We did a bunch of similar tests to determine the overhead caused by
kvm and limitations of the nova network architecture. We found that
VMs themselves were able to consistently saturate the network link
available to the host system, whether it was 1GE or 10GE, with
relatively modern node and network hardware. With the default
VLANManager network setup, there isn't much you can do to scale your
outbound connectivity beyond the hardware you can reasonably drive
with a single node, but using multi-host nova-network, we were able to
run a bunch of nodes in parallel, scaling up our outbound bandwidth
linearly. We managed to get 10 nodes, with a single VM per node, each
running 4 TCP streams, up to 99 gigabits on a dedicated cross country
link. There was a bunch of tuning that we needed to do, but it wasn't
anything particularly outlandish compared with the tuning needed for
doing this with bare metal. We've been meaning to do a full writeup,
but haven't had time yet.
TSO and GRO can cover a multitude of path-length sins :)

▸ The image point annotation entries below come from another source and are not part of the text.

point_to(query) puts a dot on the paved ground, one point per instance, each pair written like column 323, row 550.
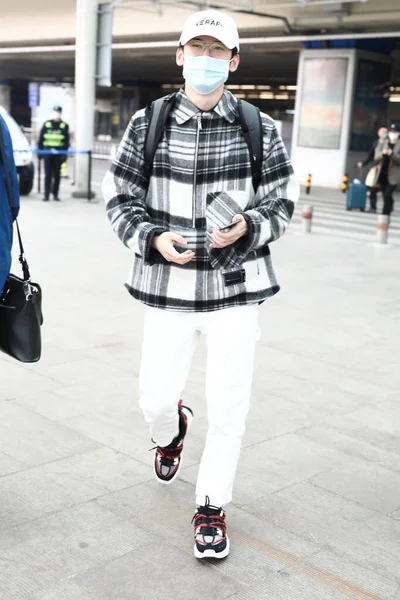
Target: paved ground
column 316, row 512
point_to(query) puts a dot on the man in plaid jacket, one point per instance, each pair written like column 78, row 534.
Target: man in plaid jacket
column 193, row 277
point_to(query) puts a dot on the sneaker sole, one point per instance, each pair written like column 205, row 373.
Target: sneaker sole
column 189, row 419
column 211, row 553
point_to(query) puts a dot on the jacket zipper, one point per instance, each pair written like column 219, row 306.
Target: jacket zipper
column 199, row 127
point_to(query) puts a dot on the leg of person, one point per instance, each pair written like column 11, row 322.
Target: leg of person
column 47, row 176
column 393, row 188
column 388, row 199
column 373, row 192
column 169, row 342
column 231, row 337
column 57, row 175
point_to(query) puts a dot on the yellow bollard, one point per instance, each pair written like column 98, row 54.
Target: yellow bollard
column 308, row 183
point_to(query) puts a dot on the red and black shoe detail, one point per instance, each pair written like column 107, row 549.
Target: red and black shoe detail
column 210, row 537
column 167, row 460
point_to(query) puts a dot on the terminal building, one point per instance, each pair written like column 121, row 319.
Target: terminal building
column 327, row 71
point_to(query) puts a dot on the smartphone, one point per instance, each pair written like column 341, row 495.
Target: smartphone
column 226, row 228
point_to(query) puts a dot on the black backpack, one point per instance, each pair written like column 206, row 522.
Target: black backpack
column 250, row 123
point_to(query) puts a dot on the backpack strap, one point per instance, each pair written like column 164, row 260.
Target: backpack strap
column 3, row 155
column 251, row 126
column 157, row 113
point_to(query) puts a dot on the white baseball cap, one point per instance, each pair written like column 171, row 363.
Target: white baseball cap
column 213, row 23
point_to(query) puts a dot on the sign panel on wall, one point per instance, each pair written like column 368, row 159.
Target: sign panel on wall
column 321, row 110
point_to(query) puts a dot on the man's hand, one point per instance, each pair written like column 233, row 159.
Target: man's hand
column 164, row 243
column 221, row 240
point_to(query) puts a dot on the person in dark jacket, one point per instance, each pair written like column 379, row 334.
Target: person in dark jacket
column 9, row 205
column 388, row 154
column 382, row 181
column 54, row 135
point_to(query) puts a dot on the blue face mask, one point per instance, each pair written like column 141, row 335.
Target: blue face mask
column 205, row 74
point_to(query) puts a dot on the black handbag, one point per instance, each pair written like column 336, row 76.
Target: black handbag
column 20, row 303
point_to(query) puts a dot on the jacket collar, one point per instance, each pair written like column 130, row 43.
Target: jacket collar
column 185, row 110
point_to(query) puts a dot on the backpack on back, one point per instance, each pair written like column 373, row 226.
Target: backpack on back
column 250, row 124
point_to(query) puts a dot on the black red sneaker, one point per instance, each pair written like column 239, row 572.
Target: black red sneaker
column 167, row 461
column 210, row 537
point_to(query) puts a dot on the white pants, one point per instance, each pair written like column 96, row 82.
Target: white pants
column 168, row 347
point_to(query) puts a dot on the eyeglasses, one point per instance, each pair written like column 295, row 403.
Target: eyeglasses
column 217, row 49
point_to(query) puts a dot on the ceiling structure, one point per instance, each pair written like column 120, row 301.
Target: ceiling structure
column 146, row 33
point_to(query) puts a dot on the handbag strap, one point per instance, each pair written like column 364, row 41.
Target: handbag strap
column 22, row 259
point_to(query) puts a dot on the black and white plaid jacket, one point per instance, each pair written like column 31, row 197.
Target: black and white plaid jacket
column 201, row 177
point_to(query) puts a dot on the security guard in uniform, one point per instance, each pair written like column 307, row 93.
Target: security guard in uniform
column 53, row 136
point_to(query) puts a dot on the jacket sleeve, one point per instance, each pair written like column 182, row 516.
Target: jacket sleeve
column 378, row 156
column 14, row 201
column 67, row 137
column 395, row 158
column 41, row 138
column 276, row 196
column 124, row 189
column 370, row 157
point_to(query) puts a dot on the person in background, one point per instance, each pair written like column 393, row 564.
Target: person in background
column 389, row 155
column 9, row 205
column 382, row 181
column 54, row 135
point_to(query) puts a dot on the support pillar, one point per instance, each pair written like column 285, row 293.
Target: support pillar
column 85, row 89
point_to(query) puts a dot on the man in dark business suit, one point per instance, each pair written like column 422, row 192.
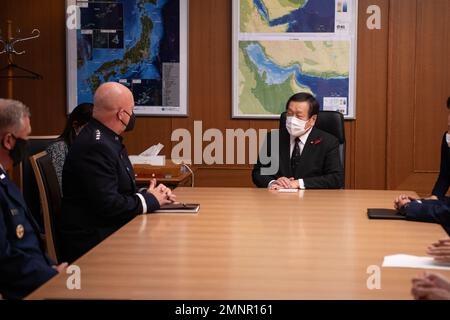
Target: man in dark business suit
column 24, row 266
column 437, row 207
column 308, row 157
column 99, row 188
column 443, row 182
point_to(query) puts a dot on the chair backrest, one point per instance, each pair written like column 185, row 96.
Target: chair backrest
column 50, row 198
column 27, row 180
column 331, row 122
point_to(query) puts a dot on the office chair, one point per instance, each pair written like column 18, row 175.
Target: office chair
column 50, row 198
column 331, row 122
column 27, row 180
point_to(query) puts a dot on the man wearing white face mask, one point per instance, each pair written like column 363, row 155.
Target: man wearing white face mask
column 308, row 156
column 435, row 208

That is one of the reasons netperf does more than just bulk transfer :)
When I was/am measuring "scaling" of an SMP node I would use
aggregate, burst-mode, single-byte netperf TCP_RR tests to maximize the
packets per second while minimizing the actual bandwidth consumed.
And if there is a concern about flows coming and going there is the
TCP_CRR test which is like the TCP_RR test but each transaction is a
freshly created and torn-down TCP connection.